The cost of the war is also soaring far beyond the Pentagon’s official numbers. In a New York Times op-ed published Friday, “Hegseth Says This War Has Cost $25 Billion. I Tallied Up the True Amount,” University of Michigan economist Justin Wolfers wrote: “The best any economist can do right now is get the order of magnitude right, and my math suggests the Iran war will cost hundreds of billions of dollars, and very possibly trillions.”

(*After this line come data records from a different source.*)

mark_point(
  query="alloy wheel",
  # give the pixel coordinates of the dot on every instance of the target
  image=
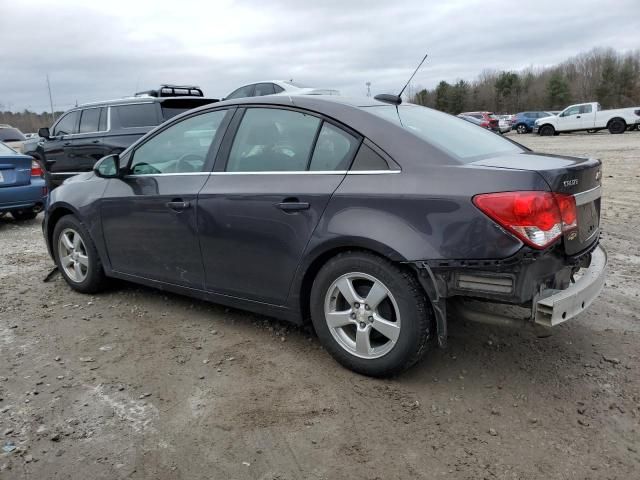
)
(362, 315)
(72, 253)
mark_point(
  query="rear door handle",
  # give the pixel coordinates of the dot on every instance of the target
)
(293, 205)
(178, 205)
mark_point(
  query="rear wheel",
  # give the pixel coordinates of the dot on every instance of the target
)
(547, 131)
(76, 256)
(372, 316)
(616, 126)
(24, 214)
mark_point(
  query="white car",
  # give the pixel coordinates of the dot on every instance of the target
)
(272, 87)
(588, 116)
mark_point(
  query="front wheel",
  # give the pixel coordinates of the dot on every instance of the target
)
(76, 256)
(547, 131)
(371, 315)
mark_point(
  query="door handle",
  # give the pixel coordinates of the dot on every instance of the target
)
(178, 205)
(293, 205)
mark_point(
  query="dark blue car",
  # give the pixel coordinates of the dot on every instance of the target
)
(23, 190)
(523, 122)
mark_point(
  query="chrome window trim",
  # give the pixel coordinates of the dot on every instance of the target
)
(588, 195)
(319, 172)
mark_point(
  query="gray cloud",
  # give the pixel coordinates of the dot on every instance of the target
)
(98, 52)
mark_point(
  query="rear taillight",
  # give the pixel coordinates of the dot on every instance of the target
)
(36, 169)
(536, 218)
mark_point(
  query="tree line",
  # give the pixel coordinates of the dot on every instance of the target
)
(600, 75)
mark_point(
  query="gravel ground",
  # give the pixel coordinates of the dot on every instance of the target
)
(135, 383)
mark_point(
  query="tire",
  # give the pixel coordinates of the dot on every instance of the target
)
(84, 275)
(617, 126)
(547, 131)
(403, 313)
(22, 215)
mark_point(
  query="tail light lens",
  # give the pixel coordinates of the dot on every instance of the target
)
(536, 218)
(36, 169)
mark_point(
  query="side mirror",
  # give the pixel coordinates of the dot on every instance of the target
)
(107, 167)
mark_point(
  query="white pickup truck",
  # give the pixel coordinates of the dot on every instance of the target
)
(588, 116)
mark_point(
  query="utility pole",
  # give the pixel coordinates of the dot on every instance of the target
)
(53, 115)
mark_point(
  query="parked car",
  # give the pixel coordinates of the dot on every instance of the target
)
(84, 134)
(12, 137)
(272, 87)
(23, 191)
(588, 116)
(370, 218)
(523, 122)
(488, 120)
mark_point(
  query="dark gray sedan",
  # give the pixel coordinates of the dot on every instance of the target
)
(371, 219)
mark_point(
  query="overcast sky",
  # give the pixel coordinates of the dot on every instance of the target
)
(108, 49)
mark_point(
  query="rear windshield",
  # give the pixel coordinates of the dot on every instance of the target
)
(6, 150)
(463, 140)
(11, 135)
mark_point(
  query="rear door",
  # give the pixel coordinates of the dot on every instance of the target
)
(149, 216)
(272, 181)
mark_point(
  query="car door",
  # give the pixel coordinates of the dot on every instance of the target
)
(87, 146)
(273, 179)
(570, 119)
(149, 216)
(56, 147)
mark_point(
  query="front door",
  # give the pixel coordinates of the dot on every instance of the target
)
(149, 216)
(258, 210)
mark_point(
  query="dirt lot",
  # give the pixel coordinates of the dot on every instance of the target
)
(135, 383)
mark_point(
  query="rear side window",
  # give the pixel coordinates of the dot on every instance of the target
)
(89, 120)
(463, 140)
(264, 89)
(135, 115)
(275, 140)
(67, 124)
(334, 149)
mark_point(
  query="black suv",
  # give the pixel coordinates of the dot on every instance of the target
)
(84, 134)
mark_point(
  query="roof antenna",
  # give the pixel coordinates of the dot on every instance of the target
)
(397, 99)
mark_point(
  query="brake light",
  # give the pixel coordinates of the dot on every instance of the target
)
(36, 169)
(536, 218)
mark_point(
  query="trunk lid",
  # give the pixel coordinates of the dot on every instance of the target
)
(15, 170)
(580, 177)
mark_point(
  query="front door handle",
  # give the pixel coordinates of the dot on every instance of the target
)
(178, 205)
(293, 205)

Wolfers’s calculation includes munitions, ship and aircraft losses, the readiness backlog at Patriot and THAAD plants, the carrier-deployment surge across CENTCOM and the macroeconomic damage to the US economy from the energy shock and consumer-price spike.

In the face of this debacle, significant sections of the US ruling class are demanding a military escalation by Trump.

The Wall Street Journal editorial board, in a piece headlined “Iran Tests Trump’s Will to Fight,” wrote that “by signaling a deep reluctance to restart major military operations, he encouraged the Iranians to hold out for better terms. By keeping the cease-fire on life support even now, Mr. Trump sends the same message. But rather than wait for Iran, the U.S. could at least resume guiding commercial ships out of the Strait. The regime needs to know it is losing its leverage.”

Marc Thiessen, in a Washington Post op-ed published Thursday, “Trump risks snatching defeat from the jaws of victory in Iran,” called for a sweeping escalation. “So, what should Trump do? Simple: finish what he started,” Thiessen wrote.

Resume Project Freedom… If Iran fires at the U.S. or threatens the energy infrastructure of our Gulf allies again, retaliate by striking Iran’s energy infrastructure on Kharg Island, through which over 90 percent of Iran’s oil passes. Then give Israel the green light to resume combat operations, striking leadership, weapons and energy targets across Iran… If Iran still won’t capitulate, Trump can launch a final barrage of strikes… and then begin covert operations to arm the Iranian people to overthrow the regime.

A further escalation of military violence, far from resolving the crisis facing the Trump administration, would only deepen it.